Par contre, si Heredia récolte un point ou plus dans les deux matchs qu'il lui reste à disputer, c'est ce club du Guatemala qui passera au tour suivant.

Autrement dit, les joueurs montréalais sont encore en vie mais ils ne contrôlent pas leur destin.

Sans surprise, les membres de l'Impact continuent de dire que ce n'est pas fini. On verra mardi, à en juger par la composition du onze partant et l'effort qui sera donné sur le terrain, s'ils y croient vraiment.
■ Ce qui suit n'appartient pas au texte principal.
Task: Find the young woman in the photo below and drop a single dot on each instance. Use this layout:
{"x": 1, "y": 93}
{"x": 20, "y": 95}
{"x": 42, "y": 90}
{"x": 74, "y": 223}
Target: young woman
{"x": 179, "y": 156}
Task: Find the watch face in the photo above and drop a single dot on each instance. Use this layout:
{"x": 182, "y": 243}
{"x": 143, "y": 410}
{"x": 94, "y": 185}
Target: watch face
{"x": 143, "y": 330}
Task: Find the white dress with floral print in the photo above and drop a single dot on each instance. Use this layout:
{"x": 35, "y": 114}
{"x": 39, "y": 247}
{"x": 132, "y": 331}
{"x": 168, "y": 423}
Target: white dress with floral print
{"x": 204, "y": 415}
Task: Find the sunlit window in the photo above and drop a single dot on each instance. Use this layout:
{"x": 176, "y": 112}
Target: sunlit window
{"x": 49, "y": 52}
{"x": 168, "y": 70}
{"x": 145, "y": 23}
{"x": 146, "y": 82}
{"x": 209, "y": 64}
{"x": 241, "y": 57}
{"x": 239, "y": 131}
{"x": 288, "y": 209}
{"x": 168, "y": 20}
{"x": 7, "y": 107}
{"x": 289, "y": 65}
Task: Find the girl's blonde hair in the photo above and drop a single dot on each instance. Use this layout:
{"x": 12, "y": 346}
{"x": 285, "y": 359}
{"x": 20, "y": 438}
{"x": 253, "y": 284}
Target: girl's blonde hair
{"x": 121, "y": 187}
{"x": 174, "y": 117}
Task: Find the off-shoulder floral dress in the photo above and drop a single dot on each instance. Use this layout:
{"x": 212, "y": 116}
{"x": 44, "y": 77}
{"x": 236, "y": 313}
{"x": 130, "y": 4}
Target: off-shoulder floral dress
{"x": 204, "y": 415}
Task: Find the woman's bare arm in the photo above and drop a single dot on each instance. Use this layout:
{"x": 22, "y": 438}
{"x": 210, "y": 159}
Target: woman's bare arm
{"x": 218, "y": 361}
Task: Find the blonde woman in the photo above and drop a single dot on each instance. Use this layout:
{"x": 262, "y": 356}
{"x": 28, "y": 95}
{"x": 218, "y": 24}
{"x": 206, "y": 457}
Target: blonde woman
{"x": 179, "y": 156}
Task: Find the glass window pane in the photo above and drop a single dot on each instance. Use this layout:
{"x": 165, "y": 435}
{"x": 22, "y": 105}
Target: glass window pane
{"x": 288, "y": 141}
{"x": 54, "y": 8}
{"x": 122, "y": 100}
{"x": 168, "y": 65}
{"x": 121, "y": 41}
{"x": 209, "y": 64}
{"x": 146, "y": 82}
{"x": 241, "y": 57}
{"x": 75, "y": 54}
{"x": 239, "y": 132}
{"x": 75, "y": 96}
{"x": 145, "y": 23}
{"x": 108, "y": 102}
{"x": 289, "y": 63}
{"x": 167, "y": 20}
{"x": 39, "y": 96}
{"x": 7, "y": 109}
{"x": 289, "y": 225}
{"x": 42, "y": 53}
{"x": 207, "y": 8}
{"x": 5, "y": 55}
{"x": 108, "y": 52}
«Qu'est-ce que je peux vous dire? a commencé par lancer Schällibaum. Il faut travailler, il faut croire en soi-même. Quand on ne récolte pas les points comme ç'a été le cas dernièrement en Ligue des champions, la pression augmente. Mais ça fait partie de notre métier d'affronter ça de la bonne façon, comme des hommes, avec du caractère, en jouant jusqu'au bout.»

Il ne serait pas surprenant que l'Impact, qui semble promis à une place en séries de la MLS, mette tous ses oeufs dans ce panier-là et abandonne dès maintenant en Ligue des champions. Mais ce ne sera pas le cas, du moins en ce qui concerne les joueurs, a assuré Hassoun Camara.

«Vous savez, en tant que compétiteurs, nous jouons tous les matchs dans le but de gagner, que ce soit un match amical, la Ligue des champions ou un match de championnat, a souligné le défenseur. Donc, ça ne changera pas grand-chose à notre motivation une fois que nous serons sur le terrain. Les calculs se feront avant puis, une fois sur le terrain, on donnera tout pour essayer de remporter ce match, de la meilleure des façons.»

«Il faut jouer le match comme il est, et offrir la performance qu'on veut. Il faut sortir en lion et faire ce qu'on a à faire, a affirmé Patrice Bernier. Si nous arrivons à marquer autant de buts, tant mieux, mais reste que c'est le match d'après qui va dicter ce qui se passe. Il faut quand même être des professionnels et mettre toutes les chances de notre côté.»